Del resto, una clausola regolamentare che imponga la preventiva autorizzazione dell'assemblea condominiale per l'esecuzione di opere sulle parti comuni da parte del singolo condomino, quale è quella introdotta con la delibera impugnata, è clausola di natura contrattuale, in quanto limitativa dei diritti dei condomini sui beni comuni; dunque, ai fini della sua validità richiede l'unanimità dei consensi dell'intera compagine condominiale, diversamente deve considerarsi affetta da nullità (Cassazione 4726/2016; Cassazione 30528/2017).

Alla luce di quanto sopra deve considerarsi dunque nulla la delibera impugnata, con ciò rimanendo assorbita l'eccezione formulata da parte convenuta di decadenza dall'impugnazione per aver parte attrice proposto l'impugnazione oltre il termine di cui all'articolo 1137 Codice civile, applicabile esclusivamente in caso di annullabilità della delibera.

La cessata materia del contendere
Il Tribunale ha poi rilevato che non potesse dichiararsi la cessata materia del contendere in seguito all'adozione della nuova delibera poiché, per consolidato orientamento in tema di impugnazione delle delibere condominiali, ai sensi dell'articolo 2377 Codice civile, dettato in tema di società di capitali ma, per identità di scopo, applicabile anche in materia di condominio – la sostituzione della delibera impugnata con altra adottata dall'assemblea in conformità della legge, facendo venir meno la specifica situazione di contrasto fra le parti, determina la cessazione della materia del contendere (Cassazione 5693/2018).

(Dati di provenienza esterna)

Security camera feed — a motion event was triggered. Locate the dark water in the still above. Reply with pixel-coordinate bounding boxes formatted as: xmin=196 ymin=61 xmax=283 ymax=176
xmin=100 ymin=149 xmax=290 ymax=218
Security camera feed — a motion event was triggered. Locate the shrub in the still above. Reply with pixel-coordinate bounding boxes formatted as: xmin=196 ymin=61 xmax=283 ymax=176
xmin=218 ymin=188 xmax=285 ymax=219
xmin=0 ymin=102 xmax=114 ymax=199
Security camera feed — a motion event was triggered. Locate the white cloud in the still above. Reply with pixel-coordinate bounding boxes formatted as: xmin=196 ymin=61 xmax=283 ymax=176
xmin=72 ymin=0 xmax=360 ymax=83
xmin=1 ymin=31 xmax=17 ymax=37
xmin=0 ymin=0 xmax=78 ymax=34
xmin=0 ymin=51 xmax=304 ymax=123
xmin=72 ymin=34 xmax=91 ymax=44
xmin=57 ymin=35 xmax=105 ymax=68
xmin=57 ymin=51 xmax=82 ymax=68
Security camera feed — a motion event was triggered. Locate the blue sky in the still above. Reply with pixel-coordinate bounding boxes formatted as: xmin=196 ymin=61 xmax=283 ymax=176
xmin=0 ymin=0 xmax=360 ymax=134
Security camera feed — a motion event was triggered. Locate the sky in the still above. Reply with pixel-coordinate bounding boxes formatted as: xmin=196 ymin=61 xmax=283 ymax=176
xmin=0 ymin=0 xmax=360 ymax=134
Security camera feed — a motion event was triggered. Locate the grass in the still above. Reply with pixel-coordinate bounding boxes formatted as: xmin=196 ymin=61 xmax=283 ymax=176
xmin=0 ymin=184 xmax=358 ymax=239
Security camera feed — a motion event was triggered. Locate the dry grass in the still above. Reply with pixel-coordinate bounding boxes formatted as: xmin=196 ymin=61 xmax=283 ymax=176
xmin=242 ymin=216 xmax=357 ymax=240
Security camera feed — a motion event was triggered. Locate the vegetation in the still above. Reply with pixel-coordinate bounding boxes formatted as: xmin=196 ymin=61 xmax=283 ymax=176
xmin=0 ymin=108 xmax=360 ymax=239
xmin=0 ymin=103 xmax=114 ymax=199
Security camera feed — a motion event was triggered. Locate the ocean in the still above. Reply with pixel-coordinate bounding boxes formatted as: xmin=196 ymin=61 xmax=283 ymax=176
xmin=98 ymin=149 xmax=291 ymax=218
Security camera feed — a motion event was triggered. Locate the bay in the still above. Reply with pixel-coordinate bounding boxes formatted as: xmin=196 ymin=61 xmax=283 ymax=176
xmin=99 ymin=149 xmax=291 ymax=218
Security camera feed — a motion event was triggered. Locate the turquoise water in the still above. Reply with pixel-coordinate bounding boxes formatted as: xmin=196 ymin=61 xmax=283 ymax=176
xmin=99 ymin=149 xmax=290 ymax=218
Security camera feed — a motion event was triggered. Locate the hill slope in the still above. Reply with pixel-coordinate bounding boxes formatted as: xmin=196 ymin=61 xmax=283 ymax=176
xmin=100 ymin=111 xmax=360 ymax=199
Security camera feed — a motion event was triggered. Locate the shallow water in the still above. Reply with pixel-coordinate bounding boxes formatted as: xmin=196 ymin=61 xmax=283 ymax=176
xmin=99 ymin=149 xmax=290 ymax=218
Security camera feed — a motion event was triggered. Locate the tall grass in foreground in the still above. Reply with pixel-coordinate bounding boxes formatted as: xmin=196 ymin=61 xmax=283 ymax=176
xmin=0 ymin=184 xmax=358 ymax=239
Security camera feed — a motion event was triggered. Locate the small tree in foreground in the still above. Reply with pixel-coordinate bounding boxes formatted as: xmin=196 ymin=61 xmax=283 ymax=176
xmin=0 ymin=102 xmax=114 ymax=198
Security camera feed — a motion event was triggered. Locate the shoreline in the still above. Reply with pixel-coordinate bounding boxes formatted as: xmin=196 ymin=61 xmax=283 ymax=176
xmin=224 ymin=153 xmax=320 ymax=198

Tuttavia, nel caso in esame, la delibera emessa a rettifica di quella impugnata era evidentemente anch'essa nulla per le stesse ragioni rilevate, non potendosi quindi dichiarare la cessazione della materia del contendere per la mancanza di una valida sostituzione della delibera affetta da nullità.

Infatti, anche in relazione alla seconda delibera, la clausola così come rettificata portava una limitazione ai diritti del singolo condomino all'uso della cosa comune: l'assemblea, con approvazione sempre a maggioranza, aveva infatti imposto le limitazioni previste per le innovazioni di cui all'articolo 1120, secondo comma del Codice civile, anche alla fattispecie di cui all'articolo 1102 Codice civile, con evidente compressione dei diritti dei singoli: una delibera di tale tenore richiedeinfatti l'unanimità dell'intera compagine condominiale e non dei soli presenti, come avvenuto nel caso in esame.

La terza delibera
E' stata, infine, dichiarata nulla anche l'ulteriore delibera impugnata, con la quale era stata negata l'autorizzazione al riallaccio di canna fumaria già esistente: l'illegittimità è parsa evidente in quanto approvata sul presupposto di una clausola del regolamento condominiale affetta essa stessa da nullità.

In ogni caso – ha rilevato il Giudice - quand'anche si volesse sganciare la delibera dalla precedente, per consolidata giurisprudenza l'installazione di una canna fumaria da parte del singolo condomino non costituisce innovazione ex articolo 1120 Codice civile, bensì una modifica della cosa che ciascun condomino può apportare a sue cure e spese, sempre che non impedisca l'altrui paritario uso, non rechi pregiudizio alla stabilità e alla sicurezza dell'edificio e non ne alteri il decoro architettonico (conforme Tribunale Nocera Inferiore, sentenza del 3 luglio 2013).

Dal verbale di assemblea non erano risultati, del resto, fatti impeditivi o contestazioni specifiche all'apposizione della canna fumaria, laddove il condominio si era limitato a negarne solamente l'autorizzazione: non vi era prova che il condominio avesse richiesto in più occasioni un progetto di massima, né che il condominio avesse assolto l'onere probatorio a suo carico in ordine alla paventata violazione dell'articolo 1102 Codice civile; a nulla rilevando, sul punto, la consulenza redatta nel procedimento di accertamento tecnico preventivo, estraneo al giudizio, in quanto intervenuto dopo quasi un anno e mezzo dalla delibera impugnata, con la conseguenza che non avrebbe potuto essere posto alla base del diniego al riallaccio della canna fumaria. Ciò posto, si rileva come, negare a priori ed in via anticipatoria l'attività del condomino fosse apparso un eccesso di potere non consentito all'assemblea, tale da determinare la nullità della specifica decisione assunta (conforme Tribunale Arezzo numero 279 del 7 marzo 2018).